Nasza Loteria SR - pasek na kartach artykułów

Bez koalicji ani rusz. Z kim w Kielcach uda się dogadać radnym z Porozumienia Samorządowego?

/ATA/
Bez dogadania się przynajmniej dwóch ugrupowań radnych kielecka Rada Miasta nie będzie sprawnie działała. Porozumienie Samorządowe, które zdobyło najwięcej mandatów, ma ich za mało, aby samodzielnie podejmować uchwały.

Do podejmowania uchwał potrzeba w 25-osobowej radzie, co najmniej 18 głosów. Porozumienie Samorządowe, z którego wywodzi się prezydent Kielc Wojciech Lubawski ma najwięcej radnych, siedmiu, ale to za mało. Lewica wprowadziła sześciu przedstawicieli, więc już razem mogą powołać koalicję. Platforma Obywatelska oraz Prawo i Sprawiedliwość mają po pięciu radnych, więc utworzenie porozumienie z jedną z tych partii nic nie daje. Ale wspomóc je może Polskie Stronnictwo Ludowe, które ma dwóch przedstawicieli.

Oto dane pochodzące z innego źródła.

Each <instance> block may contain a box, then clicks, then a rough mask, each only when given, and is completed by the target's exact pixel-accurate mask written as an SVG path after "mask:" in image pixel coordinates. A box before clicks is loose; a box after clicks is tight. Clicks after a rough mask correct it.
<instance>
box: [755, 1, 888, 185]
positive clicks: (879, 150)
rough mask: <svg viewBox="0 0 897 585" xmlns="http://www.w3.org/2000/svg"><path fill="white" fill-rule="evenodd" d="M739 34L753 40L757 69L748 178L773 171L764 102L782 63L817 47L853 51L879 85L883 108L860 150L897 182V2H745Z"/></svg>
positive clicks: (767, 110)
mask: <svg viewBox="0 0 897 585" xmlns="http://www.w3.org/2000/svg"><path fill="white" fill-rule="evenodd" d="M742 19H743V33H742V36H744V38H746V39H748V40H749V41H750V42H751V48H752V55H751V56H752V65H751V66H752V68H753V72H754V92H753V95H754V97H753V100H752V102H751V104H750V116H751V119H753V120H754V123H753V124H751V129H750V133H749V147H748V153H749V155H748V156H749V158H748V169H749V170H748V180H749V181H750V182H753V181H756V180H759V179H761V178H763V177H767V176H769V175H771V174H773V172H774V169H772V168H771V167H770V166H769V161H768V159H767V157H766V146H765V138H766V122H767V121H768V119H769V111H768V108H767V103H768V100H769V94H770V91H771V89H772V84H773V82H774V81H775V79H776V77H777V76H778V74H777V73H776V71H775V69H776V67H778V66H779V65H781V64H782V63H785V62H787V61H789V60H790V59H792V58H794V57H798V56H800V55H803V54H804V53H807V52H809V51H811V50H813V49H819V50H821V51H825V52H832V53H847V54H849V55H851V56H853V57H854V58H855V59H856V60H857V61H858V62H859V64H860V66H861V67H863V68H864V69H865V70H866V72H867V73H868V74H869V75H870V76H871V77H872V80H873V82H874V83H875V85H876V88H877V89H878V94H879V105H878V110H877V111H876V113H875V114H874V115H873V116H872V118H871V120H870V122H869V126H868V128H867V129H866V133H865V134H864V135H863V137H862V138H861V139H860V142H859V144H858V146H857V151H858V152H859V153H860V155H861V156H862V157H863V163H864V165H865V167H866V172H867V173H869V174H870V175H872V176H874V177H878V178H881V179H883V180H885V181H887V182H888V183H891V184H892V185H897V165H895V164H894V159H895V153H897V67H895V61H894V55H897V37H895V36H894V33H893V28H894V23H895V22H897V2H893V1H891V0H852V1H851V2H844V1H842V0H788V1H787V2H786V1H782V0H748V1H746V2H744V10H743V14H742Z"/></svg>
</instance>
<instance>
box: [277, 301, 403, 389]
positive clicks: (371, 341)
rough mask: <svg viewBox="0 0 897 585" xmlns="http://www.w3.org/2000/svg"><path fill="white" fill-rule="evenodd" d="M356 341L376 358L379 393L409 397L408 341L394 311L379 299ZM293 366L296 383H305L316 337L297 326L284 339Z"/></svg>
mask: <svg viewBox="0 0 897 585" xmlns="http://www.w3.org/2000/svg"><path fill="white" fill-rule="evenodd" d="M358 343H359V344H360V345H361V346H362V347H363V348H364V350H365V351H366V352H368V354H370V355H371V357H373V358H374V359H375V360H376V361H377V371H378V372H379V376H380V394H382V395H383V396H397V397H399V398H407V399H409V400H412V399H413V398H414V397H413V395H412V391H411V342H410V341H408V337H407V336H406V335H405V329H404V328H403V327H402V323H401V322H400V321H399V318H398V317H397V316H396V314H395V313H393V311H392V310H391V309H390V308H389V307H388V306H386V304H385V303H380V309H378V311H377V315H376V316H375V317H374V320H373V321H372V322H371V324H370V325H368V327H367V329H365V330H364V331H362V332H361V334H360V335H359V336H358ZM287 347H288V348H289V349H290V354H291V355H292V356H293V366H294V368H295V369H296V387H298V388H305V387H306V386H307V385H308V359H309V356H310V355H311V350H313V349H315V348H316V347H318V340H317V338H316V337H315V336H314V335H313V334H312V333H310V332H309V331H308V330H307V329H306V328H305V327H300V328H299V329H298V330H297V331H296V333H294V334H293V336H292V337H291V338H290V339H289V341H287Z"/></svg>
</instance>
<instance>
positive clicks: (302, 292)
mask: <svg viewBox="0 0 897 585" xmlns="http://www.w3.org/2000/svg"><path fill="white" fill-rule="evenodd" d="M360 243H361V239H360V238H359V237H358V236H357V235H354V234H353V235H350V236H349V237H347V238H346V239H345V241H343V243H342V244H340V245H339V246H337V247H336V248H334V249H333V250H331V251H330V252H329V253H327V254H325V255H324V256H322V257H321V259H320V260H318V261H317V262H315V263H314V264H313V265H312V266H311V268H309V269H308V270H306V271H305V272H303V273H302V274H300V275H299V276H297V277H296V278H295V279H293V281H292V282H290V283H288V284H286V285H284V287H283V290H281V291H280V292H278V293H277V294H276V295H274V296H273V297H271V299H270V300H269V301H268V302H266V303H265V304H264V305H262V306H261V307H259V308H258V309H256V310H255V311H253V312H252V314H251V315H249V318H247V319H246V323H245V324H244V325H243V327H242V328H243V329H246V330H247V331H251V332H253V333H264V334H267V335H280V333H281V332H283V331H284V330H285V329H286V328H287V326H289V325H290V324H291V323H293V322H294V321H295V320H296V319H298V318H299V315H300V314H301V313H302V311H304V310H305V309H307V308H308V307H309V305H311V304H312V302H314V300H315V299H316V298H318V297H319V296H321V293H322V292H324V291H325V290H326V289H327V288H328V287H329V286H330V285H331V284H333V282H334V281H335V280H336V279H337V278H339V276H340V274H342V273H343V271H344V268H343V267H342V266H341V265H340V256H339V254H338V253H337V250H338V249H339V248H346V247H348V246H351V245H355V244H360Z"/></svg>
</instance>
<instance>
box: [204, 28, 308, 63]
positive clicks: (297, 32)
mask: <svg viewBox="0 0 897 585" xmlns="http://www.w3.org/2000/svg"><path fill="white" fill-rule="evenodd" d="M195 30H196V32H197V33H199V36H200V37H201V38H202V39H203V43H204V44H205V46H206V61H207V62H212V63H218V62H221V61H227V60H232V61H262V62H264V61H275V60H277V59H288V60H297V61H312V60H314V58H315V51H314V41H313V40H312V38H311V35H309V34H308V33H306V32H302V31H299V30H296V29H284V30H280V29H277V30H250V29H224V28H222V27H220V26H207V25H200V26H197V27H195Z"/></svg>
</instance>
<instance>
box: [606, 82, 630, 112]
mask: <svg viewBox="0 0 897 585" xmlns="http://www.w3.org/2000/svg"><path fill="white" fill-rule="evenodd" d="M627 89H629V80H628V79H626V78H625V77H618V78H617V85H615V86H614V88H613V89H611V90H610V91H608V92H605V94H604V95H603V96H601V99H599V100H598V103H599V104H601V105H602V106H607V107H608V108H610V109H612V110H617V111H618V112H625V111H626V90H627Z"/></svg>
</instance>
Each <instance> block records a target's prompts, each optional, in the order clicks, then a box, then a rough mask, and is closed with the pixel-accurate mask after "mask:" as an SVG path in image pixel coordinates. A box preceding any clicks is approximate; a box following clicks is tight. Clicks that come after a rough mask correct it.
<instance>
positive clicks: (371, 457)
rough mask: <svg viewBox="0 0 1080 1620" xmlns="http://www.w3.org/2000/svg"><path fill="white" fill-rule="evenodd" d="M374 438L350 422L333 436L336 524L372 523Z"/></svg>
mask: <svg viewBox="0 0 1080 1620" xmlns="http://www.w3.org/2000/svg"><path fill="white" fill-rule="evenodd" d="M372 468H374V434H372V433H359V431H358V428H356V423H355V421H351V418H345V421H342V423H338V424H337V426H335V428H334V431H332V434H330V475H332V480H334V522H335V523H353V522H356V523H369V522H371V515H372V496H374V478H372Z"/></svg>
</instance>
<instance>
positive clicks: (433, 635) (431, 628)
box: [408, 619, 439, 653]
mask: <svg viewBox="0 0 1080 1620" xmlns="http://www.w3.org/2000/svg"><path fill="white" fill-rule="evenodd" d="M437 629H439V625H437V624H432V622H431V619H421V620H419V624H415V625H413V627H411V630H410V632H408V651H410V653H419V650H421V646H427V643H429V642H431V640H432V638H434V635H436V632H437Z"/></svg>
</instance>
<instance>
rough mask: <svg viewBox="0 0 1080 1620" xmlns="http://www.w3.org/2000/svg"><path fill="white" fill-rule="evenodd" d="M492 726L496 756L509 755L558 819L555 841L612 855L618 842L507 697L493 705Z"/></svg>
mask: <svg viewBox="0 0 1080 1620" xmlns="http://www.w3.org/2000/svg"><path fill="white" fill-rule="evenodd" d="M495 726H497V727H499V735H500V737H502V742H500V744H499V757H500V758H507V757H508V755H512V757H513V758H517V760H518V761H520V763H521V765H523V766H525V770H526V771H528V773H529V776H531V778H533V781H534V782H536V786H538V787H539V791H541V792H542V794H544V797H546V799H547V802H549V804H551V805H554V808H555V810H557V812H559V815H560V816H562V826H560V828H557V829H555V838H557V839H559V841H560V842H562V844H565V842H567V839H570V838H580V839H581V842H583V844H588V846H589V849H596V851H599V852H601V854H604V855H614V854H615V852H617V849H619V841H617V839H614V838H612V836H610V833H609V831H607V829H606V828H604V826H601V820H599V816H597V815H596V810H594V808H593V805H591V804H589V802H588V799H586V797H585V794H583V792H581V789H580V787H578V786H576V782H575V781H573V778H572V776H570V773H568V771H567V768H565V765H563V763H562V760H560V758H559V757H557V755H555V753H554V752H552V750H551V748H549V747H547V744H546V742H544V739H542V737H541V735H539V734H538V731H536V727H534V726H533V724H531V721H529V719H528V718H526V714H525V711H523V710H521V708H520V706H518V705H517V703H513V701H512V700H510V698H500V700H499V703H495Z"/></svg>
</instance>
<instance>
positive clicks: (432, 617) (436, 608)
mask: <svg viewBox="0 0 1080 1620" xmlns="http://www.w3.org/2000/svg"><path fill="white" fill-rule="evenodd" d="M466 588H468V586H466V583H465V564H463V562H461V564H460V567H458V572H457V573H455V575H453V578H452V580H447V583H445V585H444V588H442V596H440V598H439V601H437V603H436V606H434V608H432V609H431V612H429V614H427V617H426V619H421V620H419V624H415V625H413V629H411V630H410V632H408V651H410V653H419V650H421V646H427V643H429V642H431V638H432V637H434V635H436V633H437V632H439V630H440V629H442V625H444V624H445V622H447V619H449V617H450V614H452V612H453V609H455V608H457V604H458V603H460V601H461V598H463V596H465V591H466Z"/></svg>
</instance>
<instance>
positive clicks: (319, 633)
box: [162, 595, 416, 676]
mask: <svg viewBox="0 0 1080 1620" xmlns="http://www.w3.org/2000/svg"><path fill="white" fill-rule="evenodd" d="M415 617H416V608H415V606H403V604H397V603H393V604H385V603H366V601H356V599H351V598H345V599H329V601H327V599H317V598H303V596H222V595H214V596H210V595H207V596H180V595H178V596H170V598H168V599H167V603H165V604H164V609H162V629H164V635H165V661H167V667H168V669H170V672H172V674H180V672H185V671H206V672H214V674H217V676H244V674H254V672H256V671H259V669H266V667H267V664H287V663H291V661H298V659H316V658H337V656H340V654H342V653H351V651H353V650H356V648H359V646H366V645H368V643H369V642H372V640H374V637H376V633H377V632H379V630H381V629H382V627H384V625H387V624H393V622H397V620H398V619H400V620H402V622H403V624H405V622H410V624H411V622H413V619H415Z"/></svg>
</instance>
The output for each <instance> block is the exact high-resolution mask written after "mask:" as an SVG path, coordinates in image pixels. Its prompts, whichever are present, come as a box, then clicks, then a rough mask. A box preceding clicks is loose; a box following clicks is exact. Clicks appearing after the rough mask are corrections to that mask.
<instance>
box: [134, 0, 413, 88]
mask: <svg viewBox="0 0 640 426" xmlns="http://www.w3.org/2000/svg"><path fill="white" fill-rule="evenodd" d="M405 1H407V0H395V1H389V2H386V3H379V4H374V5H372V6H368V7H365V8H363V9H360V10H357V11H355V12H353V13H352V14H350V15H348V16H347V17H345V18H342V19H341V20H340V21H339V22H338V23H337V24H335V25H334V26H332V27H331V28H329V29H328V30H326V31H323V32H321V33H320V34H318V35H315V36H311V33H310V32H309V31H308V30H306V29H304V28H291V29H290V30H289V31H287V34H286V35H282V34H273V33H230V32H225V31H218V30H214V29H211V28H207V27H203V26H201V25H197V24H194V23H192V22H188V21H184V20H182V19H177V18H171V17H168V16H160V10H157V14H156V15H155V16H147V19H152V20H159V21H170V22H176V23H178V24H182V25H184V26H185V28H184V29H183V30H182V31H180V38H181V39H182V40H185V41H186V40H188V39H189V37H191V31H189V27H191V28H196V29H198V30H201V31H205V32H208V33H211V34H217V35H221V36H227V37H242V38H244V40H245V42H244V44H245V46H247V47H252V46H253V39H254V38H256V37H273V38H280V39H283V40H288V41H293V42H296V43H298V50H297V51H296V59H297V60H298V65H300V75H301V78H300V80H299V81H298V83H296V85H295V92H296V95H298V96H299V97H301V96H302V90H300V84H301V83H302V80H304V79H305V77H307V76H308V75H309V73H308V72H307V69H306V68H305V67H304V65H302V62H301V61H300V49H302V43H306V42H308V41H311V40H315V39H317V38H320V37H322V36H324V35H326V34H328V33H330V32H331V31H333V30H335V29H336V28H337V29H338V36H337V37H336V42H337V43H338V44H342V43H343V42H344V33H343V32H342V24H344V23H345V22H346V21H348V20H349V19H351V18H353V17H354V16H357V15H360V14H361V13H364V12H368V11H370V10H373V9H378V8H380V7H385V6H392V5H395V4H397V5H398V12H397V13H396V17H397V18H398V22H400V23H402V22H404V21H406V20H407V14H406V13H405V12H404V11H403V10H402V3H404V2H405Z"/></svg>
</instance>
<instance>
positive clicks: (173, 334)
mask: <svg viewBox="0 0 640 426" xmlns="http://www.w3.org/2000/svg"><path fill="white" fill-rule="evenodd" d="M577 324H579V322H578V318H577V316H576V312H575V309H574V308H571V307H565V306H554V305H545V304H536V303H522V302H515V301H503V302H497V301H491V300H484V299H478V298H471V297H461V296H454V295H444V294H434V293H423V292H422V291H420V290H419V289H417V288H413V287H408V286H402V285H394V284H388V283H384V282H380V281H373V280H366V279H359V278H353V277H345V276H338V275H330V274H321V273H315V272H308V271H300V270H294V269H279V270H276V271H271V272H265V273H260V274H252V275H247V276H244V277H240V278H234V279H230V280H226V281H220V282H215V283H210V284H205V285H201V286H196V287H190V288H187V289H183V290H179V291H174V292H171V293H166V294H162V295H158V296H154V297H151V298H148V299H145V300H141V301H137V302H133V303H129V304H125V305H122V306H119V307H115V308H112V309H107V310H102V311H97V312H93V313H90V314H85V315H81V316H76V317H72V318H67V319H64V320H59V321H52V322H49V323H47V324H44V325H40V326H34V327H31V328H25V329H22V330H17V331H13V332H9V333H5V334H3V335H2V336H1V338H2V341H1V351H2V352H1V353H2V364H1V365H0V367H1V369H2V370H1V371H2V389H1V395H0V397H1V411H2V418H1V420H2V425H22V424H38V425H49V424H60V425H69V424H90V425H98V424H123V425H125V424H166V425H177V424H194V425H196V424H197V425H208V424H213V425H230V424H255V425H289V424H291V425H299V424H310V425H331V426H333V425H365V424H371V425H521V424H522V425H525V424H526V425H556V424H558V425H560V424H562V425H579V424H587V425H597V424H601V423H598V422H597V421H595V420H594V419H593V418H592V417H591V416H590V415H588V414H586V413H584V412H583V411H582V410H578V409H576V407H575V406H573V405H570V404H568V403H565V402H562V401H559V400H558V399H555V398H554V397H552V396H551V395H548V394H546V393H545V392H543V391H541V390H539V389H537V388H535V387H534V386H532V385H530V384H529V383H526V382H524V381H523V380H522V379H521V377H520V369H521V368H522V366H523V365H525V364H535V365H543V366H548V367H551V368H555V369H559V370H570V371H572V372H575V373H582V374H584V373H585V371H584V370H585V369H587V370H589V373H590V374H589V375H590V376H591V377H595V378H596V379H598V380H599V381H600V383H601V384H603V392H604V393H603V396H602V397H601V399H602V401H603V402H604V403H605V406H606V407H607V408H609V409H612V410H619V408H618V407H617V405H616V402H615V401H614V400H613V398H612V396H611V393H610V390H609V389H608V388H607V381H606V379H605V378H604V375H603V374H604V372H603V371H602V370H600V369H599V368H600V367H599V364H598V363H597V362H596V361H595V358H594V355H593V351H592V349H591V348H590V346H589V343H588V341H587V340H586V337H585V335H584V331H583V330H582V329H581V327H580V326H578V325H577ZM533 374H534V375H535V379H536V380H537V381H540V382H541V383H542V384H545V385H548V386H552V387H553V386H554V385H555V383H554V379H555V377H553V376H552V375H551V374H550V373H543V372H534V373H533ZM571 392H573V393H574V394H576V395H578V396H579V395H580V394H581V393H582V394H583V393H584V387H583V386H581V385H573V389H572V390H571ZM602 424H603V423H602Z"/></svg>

Propozycja zawarcia koalicji wychodzi zawsze od zwycięzcy, inne ugrupowania czekają na jego ruch, choć same też mogą się dogadać. - Będziemy w tym tygodniu zaczynali rozmowy koalicyjne - informuje Tomasz Bogucki, przewodniczący Porozumienia Samorządowego. - Chcemy prowadzić je ze wszystkimi, ale na pierwszy ogień pójdzie Platforma Obywatelska i Sojusz Lewicy Demokratycznej. Liczymy na współpracę także z dwoma radnymi z Polskiego Stronnictwa Ludowego.

NAJPIERW WYZNANIE WIN

Przyznaje, że z Prawem i Sprawiedliwości także są potrzebne rozmowy, ale na nieco inny temat. - Nie chcemy się zamykać na współpracę z tą partią, ale na początek musimy sobie wyjaśnić kilka spraw, aby poprawić relacje i uniknąć błędów - informuje Bogucki.
W czasie poprzedniej kadencji to Prawo i Sprawiedliwość miało w radzie najwięcej mandatów i zawiązało koalicję z Porozumieniem Samorządowym. Pół roku przed wyborami radni Prawa i Sprawiedliwości zaczęli niespodziewanie bojkotować uchwały.
Jarosław Karyś, przewodniczący klubu radny Prawa i Sprawiedliwości w tamtej radzie nie chce się wypowiadać o ewentualnej koalicji i odsyła do świętokrzyskiego szefa Prawa i Sprawiedliwości, Janusz Barańskiego. - W polityce nigdy nie mówi się nigdy, a reszta jest tajemnicą - kwituje.

Z LEWICĄ KOALICJA MOŻLIWA

Koalicji nie wyklucza Robert Siejka, przewodniczący Sojuszu Lewicy Demokratycznej w Kielcach. - Nie byłaby to łatwa współpraca, mamy trochę rozbieżności w programach, ale można próbować się porozumieć - informuje. - Na pewno są sprawy, w których Porozumienie Samorządowe może liczyć na nasze głosy, bez względu czy będzie formalna umowa czy nie. Na stanowiska nie liczymy, bo wiemy, że prezydent nie chce się nimi dzielić.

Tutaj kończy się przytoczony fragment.